Most competitive games reach an equilibrium stage that’s often called the metagame. An important distinct to note is that while gamers can reach an equilibrium, it is not necessary the solution to the game, rather, the metagame is the solution to what everyone currently understands and know in the game’s player base.

There are also games that do not have an equilibrium. For instance, there is no equilibrium strategy to play in Rock, Paper, Scissors. By comparison, marines and medics is often considered an equilibrium strategy for playing Terran in Starcraft. The player can choose to build purely medics, purely marines, or a mixture of both. Their best decision tends to be to build a mixture. In game theory, this is called the dominant strategy because compared to the alternative strategies, the dominant strategy is always better.

Practically speaking, it is very difficult to design a game that has no equilibria. It is also very difficult to build complex games with an equilibrium in mind. Most games have evolved outside of their creator’s predictions; it’s why games tend to be imbalanced until substantial play testing has occurred. A game designer can try to influence the equilibrium, but it’s unlikely that he’ll predict what ultimately will be done in a competitive environment. The collective gaming community has proven to be far superior in finding the best strategies. Afterall, I doubt that the original designers of Starcraft even considered building supply depots in front of their bunkers.

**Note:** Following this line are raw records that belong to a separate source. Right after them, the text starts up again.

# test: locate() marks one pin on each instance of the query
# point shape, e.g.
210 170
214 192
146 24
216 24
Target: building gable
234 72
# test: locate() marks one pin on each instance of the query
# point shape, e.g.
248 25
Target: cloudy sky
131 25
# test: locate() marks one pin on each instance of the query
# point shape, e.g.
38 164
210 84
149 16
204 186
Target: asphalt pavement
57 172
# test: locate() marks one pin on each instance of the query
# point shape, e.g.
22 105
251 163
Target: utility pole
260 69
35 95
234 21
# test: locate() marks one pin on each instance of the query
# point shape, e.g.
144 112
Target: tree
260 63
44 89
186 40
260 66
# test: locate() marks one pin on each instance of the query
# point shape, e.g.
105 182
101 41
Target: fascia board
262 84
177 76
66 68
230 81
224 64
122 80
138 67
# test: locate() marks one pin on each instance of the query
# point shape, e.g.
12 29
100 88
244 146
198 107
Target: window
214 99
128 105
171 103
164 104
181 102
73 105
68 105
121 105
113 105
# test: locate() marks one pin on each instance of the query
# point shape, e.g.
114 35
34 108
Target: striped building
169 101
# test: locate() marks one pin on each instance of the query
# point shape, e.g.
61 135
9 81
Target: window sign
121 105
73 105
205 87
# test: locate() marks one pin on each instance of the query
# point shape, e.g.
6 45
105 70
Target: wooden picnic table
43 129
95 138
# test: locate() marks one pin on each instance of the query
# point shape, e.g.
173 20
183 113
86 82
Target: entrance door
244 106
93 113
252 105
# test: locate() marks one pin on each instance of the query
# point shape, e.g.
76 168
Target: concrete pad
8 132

From a game theory perspective, games that have no equilibrium have no solutions. To an extent, games, in particular, RTS, that do not have very strong equilibrium strategies tend to be casual. The lack of equilibrium strategies make it difficult to win, at least in terms of strategic thinking because there are no “solutions” that can be played by higher skilled players. In other words, there is no hierarchy; no ladder or ranking system because you cannot be better than another player. When strategic play becomes less important, the next most important factor is the player’s performance which is reflexes, mental state, micro, and other factors that can be improved by practice. It may not matter what you play in Rock, Paper, Scissors, but you can at least intimidate him with mind games which I suppose could give you the winning edge.

There is another form of competitive gaming that should be noted. There are games that are won by strategies which we can discuss using the tools of game theory, however, there are also games that rely on performance. Games like Soccer and Counter-Strike have some degrees of metagame, but compared to a RTS, they tend to be more dependent on player performance (ie. how fast you can headshot someone with the AK as opposed to choosing between building more troops versus expanding). Competitive gaming exists outside of game theory solutions, but those tend to be games of performance rather than strategy.